In Europe, the process of de-leveraging focuses on governments. By and large, private households are much sounder, financially, in Europe than they are in America, as families traditionally take on less debt. But governments are just as shaky…and sometimes in worse shape than in the US, primarily because the Eurozone is still a pre-teen organization, with the Euro not yet even 10 years old. No excuse, just observation.
The credits of Greece, Spain, and Portugal have already been marked down considerably. All European countries are rapidly building drastic spending cuts. Most likely, the credits – bonds and currencies – of the others at stake will follow soon
as Governments are trying to appease the market gods by offering to sacrifice virgins, widows, orphans, the rich and other taxpayers.
Higher taxes and austerity measures are expected to give investors confidence.
Naturally, neither the virgins nor the taxpayers are willing to go down this road. Neither are government employees, whose salaries and pensions are supposed to be cut. The process of de-leveraging is going to be long and hard, in any case. Most likely, it will end in bankruptcy, default and write-downs of public debt. One way or the other the great credit adjustment will arrive.
But let’s not forget that Euroland at least is taking up the issue while on this side of the Atlantic, few politicians, taxpayers, or investors see a problem and the news media keep finding “believable” sources that swear that the good times are saddled up to come marching in again.
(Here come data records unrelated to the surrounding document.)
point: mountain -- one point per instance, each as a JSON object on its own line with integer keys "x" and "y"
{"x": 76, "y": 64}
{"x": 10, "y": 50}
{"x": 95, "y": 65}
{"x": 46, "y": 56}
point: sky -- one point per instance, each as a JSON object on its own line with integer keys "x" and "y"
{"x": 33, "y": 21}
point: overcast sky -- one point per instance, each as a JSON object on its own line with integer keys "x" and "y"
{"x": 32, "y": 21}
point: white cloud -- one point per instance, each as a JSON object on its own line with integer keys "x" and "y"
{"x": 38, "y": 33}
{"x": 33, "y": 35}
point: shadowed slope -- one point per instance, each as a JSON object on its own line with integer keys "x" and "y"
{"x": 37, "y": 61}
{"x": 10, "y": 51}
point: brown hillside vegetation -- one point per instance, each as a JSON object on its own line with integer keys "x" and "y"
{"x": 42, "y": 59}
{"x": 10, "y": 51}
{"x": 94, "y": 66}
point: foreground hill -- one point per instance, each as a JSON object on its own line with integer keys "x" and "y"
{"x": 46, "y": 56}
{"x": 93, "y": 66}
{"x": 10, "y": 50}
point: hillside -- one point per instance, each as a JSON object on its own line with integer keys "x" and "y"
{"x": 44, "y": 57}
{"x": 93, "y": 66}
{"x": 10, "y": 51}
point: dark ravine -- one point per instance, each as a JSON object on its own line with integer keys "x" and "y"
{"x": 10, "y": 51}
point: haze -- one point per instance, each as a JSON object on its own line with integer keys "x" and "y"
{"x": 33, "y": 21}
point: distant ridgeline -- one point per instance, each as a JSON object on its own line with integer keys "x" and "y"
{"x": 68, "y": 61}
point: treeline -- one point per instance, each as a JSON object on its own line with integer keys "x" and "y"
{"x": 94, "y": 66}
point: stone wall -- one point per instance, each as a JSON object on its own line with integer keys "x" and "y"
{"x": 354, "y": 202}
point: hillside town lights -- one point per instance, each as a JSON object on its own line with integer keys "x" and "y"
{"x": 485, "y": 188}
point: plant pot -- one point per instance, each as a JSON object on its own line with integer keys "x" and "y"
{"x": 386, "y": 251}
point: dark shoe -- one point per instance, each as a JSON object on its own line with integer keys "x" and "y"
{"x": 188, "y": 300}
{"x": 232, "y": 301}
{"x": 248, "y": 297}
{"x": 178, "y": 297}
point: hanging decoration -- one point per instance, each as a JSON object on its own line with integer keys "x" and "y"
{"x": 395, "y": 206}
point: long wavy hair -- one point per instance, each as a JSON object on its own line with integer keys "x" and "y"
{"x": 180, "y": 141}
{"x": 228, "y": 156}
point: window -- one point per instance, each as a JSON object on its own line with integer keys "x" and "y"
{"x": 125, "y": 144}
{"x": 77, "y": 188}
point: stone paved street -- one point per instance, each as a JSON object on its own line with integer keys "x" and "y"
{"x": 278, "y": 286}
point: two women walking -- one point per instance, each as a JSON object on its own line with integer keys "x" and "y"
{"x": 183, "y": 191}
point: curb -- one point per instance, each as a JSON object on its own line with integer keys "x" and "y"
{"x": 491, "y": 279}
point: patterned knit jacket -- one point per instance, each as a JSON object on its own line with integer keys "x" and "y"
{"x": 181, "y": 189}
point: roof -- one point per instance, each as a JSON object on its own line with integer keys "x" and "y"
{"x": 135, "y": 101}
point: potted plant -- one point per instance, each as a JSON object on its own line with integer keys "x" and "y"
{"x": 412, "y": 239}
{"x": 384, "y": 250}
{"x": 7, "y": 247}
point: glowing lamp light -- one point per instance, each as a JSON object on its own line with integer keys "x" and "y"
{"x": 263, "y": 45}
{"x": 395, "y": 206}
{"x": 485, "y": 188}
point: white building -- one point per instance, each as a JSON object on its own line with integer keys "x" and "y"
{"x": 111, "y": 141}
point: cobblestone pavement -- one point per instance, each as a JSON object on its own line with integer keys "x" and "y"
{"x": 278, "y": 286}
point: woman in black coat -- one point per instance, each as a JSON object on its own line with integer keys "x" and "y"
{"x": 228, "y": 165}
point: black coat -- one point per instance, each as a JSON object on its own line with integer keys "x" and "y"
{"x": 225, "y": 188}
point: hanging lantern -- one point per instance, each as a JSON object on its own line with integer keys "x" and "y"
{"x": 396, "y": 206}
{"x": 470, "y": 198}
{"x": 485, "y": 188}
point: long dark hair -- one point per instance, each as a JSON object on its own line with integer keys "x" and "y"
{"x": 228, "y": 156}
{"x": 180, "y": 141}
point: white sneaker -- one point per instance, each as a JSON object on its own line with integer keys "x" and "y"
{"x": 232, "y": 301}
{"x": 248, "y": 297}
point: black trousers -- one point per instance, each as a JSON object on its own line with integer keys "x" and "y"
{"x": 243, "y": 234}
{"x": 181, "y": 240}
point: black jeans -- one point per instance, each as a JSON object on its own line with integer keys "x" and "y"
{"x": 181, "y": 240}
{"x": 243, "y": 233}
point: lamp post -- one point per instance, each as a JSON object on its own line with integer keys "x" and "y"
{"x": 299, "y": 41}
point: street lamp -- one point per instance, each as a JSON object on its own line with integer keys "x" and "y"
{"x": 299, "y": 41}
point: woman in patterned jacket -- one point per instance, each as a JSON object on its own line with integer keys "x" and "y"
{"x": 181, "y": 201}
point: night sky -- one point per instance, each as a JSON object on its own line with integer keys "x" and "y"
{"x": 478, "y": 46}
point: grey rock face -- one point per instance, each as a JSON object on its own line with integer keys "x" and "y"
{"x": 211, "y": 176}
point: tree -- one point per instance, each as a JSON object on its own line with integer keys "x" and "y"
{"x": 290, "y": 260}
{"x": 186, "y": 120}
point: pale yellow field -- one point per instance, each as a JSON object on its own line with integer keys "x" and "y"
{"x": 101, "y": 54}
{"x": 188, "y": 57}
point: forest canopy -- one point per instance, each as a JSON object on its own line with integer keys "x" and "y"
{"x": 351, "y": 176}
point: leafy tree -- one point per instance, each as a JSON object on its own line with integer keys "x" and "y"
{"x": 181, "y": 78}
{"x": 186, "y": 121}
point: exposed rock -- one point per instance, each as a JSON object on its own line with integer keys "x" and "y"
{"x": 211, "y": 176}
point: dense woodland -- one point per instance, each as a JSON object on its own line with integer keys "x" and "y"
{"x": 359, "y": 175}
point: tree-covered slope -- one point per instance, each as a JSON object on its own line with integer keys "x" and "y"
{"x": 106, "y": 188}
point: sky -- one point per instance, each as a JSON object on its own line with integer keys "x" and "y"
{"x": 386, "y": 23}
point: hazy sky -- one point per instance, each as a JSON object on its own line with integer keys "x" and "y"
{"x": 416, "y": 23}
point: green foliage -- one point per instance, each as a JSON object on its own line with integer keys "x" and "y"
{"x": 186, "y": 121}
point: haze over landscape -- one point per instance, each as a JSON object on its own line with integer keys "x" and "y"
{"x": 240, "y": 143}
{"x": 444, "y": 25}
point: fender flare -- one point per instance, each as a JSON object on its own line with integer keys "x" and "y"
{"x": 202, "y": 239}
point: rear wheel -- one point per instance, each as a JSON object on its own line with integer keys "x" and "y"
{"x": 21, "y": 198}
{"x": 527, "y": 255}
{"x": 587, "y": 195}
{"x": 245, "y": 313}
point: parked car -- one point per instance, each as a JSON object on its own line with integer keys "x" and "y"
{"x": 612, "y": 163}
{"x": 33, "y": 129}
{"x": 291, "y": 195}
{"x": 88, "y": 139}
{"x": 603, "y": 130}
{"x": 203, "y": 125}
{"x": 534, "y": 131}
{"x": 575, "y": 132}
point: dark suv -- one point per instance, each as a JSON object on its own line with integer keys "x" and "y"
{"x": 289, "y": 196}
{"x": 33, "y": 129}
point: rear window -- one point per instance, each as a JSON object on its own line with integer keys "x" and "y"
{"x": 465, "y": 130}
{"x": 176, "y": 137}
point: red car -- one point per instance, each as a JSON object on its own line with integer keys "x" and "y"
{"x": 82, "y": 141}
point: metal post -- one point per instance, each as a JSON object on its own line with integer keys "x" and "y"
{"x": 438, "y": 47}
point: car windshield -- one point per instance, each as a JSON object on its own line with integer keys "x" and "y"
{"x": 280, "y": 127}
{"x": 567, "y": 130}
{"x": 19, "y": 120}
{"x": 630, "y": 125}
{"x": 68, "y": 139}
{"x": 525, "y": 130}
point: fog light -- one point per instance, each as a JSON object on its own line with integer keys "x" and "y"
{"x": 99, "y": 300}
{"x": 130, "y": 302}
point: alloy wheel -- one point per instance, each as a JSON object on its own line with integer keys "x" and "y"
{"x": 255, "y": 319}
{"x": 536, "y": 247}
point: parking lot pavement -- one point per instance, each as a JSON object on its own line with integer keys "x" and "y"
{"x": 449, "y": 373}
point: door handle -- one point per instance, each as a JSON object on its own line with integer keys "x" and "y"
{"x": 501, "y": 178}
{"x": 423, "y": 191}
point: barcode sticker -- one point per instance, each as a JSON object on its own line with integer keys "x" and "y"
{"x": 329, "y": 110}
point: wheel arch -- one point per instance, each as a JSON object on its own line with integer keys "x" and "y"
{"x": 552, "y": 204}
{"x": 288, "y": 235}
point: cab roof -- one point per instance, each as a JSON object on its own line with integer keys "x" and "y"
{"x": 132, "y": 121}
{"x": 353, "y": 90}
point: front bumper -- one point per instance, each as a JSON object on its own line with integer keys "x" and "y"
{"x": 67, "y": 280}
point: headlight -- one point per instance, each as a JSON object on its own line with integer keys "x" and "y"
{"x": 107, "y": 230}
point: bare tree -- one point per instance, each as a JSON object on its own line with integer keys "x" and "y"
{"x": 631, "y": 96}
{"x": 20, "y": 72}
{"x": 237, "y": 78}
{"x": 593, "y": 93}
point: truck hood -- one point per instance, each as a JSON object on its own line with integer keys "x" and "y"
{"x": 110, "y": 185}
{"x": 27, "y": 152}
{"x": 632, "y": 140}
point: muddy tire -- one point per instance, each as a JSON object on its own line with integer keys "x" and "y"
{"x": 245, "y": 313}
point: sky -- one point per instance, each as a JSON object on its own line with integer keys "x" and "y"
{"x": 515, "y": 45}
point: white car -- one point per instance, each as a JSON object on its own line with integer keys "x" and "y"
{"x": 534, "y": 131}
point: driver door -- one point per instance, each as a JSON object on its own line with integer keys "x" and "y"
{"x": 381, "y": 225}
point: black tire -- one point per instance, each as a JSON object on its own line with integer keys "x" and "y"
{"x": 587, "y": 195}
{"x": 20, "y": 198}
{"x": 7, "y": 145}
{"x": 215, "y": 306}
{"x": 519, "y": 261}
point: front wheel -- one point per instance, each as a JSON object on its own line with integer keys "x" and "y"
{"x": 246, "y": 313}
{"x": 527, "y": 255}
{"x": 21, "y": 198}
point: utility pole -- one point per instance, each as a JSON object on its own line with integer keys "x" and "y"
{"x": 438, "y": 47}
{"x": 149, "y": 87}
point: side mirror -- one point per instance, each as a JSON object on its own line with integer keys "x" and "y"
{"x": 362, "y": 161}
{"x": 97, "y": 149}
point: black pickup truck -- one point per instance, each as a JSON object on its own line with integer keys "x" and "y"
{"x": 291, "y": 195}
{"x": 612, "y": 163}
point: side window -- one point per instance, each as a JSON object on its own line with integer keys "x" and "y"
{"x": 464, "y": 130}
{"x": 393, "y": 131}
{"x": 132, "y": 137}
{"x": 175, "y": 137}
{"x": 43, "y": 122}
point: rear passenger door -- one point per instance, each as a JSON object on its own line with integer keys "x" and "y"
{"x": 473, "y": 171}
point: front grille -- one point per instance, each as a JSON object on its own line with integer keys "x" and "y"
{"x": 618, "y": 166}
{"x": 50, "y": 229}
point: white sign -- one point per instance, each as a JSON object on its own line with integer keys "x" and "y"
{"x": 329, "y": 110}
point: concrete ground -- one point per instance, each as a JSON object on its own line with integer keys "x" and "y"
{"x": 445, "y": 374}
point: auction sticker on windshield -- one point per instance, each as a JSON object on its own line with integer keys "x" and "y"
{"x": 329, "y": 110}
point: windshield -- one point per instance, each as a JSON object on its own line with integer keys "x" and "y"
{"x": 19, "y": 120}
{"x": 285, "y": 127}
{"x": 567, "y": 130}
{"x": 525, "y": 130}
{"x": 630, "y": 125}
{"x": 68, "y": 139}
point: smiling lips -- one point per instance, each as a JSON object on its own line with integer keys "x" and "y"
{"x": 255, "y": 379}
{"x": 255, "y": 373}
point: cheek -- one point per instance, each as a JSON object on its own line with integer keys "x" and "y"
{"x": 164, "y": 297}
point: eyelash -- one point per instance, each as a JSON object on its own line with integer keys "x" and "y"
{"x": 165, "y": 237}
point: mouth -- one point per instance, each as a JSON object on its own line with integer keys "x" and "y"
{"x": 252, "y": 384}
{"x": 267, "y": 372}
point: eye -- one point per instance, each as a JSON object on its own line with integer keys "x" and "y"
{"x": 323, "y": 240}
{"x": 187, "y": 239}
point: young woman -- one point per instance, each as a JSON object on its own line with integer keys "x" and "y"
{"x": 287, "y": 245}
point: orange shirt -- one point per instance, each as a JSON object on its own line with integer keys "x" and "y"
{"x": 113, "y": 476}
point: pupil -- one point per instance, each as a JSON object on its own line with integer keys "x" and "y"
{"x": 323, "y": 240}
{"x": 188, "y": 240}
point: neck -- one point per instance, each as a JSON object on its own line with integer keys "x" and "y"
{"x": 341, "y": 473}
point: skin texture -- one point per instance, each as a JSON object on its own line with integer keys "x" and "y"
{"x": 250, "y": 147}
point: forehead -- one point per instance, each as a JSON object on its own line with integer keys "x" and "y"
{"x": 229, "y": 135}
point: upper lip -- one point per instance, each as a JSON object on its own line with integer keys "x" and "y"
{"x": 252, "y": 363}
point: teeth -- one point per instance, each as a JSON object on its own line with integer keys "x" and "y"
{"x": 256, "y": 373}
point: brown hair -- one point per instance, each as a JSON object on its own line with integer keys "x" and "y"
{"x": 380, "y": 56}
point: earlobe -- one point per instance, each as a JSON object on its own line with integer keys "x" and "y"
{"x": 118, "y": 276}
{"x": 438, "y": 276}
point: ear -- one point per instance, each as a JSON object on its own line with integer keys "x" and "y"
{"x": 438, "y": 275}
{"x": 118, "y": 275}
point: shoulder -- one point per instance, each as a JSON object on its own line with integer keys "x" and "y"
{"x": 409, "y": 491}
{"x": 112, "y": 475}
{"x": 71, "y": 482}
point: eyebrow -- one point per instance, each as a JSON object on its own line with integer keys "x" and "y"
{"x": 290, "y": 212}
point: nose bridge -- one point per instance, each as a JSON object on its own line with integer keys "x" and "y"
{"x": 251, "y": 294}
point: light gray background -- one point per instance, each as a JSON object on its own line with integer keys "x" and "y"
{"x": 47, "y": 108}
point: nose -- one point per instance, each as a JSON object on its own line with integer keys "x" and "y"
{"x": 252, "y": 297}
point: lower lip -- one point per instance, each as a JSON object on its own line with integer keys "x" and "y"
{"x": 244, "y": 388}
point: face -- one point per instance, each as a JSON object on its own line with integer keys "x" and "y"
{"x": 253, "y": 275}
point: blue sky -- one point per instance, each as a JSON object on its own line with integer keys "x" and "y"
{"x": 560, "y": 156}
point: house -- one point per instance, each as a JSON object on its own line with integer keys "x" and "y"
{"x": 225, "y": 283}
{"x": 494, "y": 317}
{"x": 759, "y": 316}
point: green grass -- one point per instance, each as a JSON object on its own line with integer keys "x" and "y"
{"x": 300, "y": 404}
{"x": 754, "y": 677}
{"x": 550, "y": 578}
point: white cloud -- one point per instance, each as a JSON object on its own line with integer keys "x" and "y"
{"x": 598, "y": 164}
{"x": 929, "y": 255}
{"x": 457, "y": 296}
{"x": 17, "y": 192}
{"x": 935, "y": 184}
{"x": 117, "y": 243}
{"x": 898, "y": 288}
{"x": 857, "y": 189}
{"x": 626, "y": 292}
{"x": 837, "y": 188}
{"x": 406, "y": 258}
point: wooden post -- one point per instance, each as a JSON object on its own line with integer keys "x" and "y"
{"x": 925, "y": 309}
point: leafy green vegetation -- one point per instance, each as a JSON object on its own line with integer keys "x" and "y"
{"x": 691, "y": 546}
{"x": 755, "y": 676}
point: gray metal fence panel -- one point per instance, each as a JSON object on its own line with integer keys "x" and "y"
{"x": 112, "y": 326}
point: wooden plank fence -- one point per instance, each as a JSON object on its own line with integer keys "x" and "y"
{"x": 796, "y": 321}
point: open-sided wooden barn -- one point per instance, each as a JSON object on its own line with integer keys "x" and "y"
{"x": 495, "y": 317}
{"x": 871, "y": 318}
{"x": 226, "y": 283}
They believe the credit of the US is not only elastic, but with unlimited stretch.
So let’s sit back and wait ’til it snaps, because honestly there is very little that can be done at this stage of the game!
And when it happens, we may want to remind ourselves that it’s not the end of the world and it will force us to focus on what is good with the American economy, rather than wasting time chasing a past and a system that has changed forever.
Argentina Collapsed Gracefully 9 Years Ago
It is like with today’s followers of the TV dramas “Lost” or “Law and Order”; when the curtain falls something else will replace it. Period. We’ll adjust.
I remember the collapse of Argentina less than 10 years ago, when the country defaulted on the largest debt in history of $100 billion. Collapse comes when the fixes are more costly than the problem. Something we started with bailouts and too big to fail hand outs, a system that is now adopted by our European counterparts.
W. C. Fields put the predicament as follows: ‘If at first you don’t succeed, try, again. Then give up. No sense in being a damned fool about it.’ Let that be a lesson.
Or like local attorney Robert Peters admitted in a conversation of realities: If you’re down 22 to zero in the bottom of the Seventh, you may want to throw in the towel, while you still have something to rebuild from.
That’s what Argentine did and now 9 years later they do quite well considering the world’s financial disorder. My plea is not to be irresponsible and just walk away, yet I think we need to prepare for a successful collapse and solid rebuild keeping what is good and discarding what should have never become part of our financial system. A Federal Reserve would be my first choice.
What are we looking at?
In closing I’d like to say for the record that in the current chapter of the crisis, the U.S. dollar is likely to regain its temporary aura of being the sweetheart of the global financial community, albeit deeply dysfunctional. The country’s indebtedness will not go away. What will also not go away is the tendency for people to spend more than they bring home. America’s spendthrift is monumental.
And even though I hate time predictions in a world that only needs one Black Swan to throw off any timing, I look at 5 to 8 months of propped up bliss for the US, before the Collapse is inevitable and commodity prices have come so far under pressure that gas and oil prices alone will torpedo any recovery.
My suggestion: stay liquid, use liquidity to buy good deals in real estate, gold and silver and stay alert. Stay out of the stockmarket.